My path into product leadership was intentionally non-traditional, and it has become one of my greatest strengths.
Studying history trained me to recognize patterns, question assumptions, and understand context. My MLIS trained me to design information systems and understand how people actually find and use complex information. Years managing restaurants added something equally important: the ability to stay calm in chaotic environments while aligning teams around shared outcomes.
Long before I had the title of product manager, I was already doing the work - structuring complex systems, understanding how humans navigate them, and bringing clarity to environments where information, technology, and people intersect.
Today that same foundation shapes how I design enterprise platforms, align cross-functional teams, and lead product initiatives in highly regulated environments.
Systems Thinking Foundations
Master’s in Library & Information Science (MLIS)
Simmons University, Boston, MA
My MLIS program focused on the architecture of information systems: taxonomy design, metadata modeling, database structures, and user-centered research.
I completed graduate-level UX research and usability testing, running structured user interviews, heuristic evaluations, and moderated usability sessions to understand how people search for and interpret complex information.
One major project involved designing and testing a structured taxonomy for a legal information system, translating complex subject matter into an intuitive navigational structure for users.
These foundations now show up directly in my product work: designing enterprise platforms, governance systems, and workflows that help organizations structure complexity so teams can operate with clarity.
Bachelor’s Degree in History
University of Minnesota, Minneapolis, MN
My undergraduate work trained me in narrative analysis, pattern recognition, and research.
Studying history means learning how people interpret information, how bias shapes decisions, and how context influences understanding. Those same skills now shape how I approach user behavior, product discovery, and systems design.
It was also my first exposure to digital archives and content systems, which sparked my early interest in how large information collections are structured and accessed. Digital archives in the early 2000s were a whole vibe.
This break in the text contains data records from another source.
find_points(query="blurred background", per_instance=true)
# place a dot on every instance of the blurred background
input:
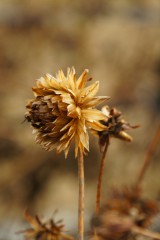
(119, 42)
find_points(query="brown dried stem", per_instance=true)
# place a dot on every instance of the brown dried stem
(151, 149)
(99, 184)
(81, 196)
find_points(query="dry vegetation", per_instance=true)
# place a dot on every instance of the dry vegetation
(119, 42)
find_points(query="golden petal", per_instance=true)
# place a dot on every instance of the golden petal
(92, 115)
(81, 82)
(67, 125)
(91, 90)
(73, 111)
(96, 126)
(106, 110)
(124, 136)
(67, 98)
(72, 79)
(91, 102)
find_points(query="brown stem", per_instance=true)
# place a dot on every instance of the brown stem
(99, 184)
(81, 196)
(148, 158)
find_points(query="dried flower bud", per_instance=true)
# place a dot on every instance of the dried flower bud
(116, 126)
(44, 231)
(124, 213)
(63, 109)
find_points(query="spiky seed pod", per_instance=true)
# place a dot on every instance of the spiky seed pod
(48, 230)
(116, 126)
(63, 109)
(125, 210)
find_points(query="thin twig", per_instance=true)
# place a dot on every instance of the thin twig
(81, 196)
(152, 147)
(99, 184)
(145, 232)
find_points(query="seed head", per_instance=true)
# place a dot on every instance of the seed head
(124, 213)
(116, 126)
(48, 230)
(63, 109)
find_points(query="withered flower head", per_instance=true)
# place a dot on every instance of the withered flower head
(125, 215)
(62, 110)
(116, 126)
(44, 231)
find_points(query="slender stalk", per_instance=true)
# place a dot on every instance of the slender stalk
(99, 184)
(152, 147)
(81, 196)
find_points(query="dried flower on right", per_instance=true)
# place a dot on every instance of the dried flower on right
(126, 215)
(116, 126)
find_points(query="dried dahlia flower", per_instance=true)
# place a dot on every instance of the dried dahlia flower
(62, 110)
(116, 126)
(44, 231)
Early Leadership: Operating in Complex Systems
Before moving fully into product leadership, I spent years managing restaurants.
Restaurants are complex operational systems. When things go wrong, problems surface immediately and must be solved quickly. Success depends on clear communication, coordinated teams, and removing friction so everyone can focus on execution.
That experience shaped how I lead today: staying calm in high-pressure environments, aligning teams quickly, and solving problems fast enough to keep the system moving.
Those instincts continue to guide my work when navigating complex enterprise environments.
Product Leadership Development
I continue investing in structured learning to deepen my product leadership practice.
Product Leadership Certification from Product School
Focused on product strategy, cross-functional leadership, and building scalable product organizations.
Certified Scrum Product Owner (CSPO) from CPrime
Strengthened my understanding of outcome-driven delivery and the operational mechanics required to move from ideas to measurable results.
How This Shapes My Work
I approach product leadership with the belief that systems and people must work together.
Clarity, connection, and shared understanding are essential for organizations operating in complex environments.
Three foundations shape how I work:
Humanities trained me to understand people - how they think, what they need, and how context shapes behavior.
Information science trained me to organize complexity - designing systems, taxonomies, and workflows that help teams navigate information.
Operational leadership trained me to execute under pressure - staying calm, removing friction, and helping teams move forward together.
Together, these experiences shape how I design enterprise platforms, align teams across organizations, and lead product initiatives in highly regulated systems.
Across every chapter of my career, the constant has been the same: bringing clarity to complex systems so teams can deliver meaningful outcomes.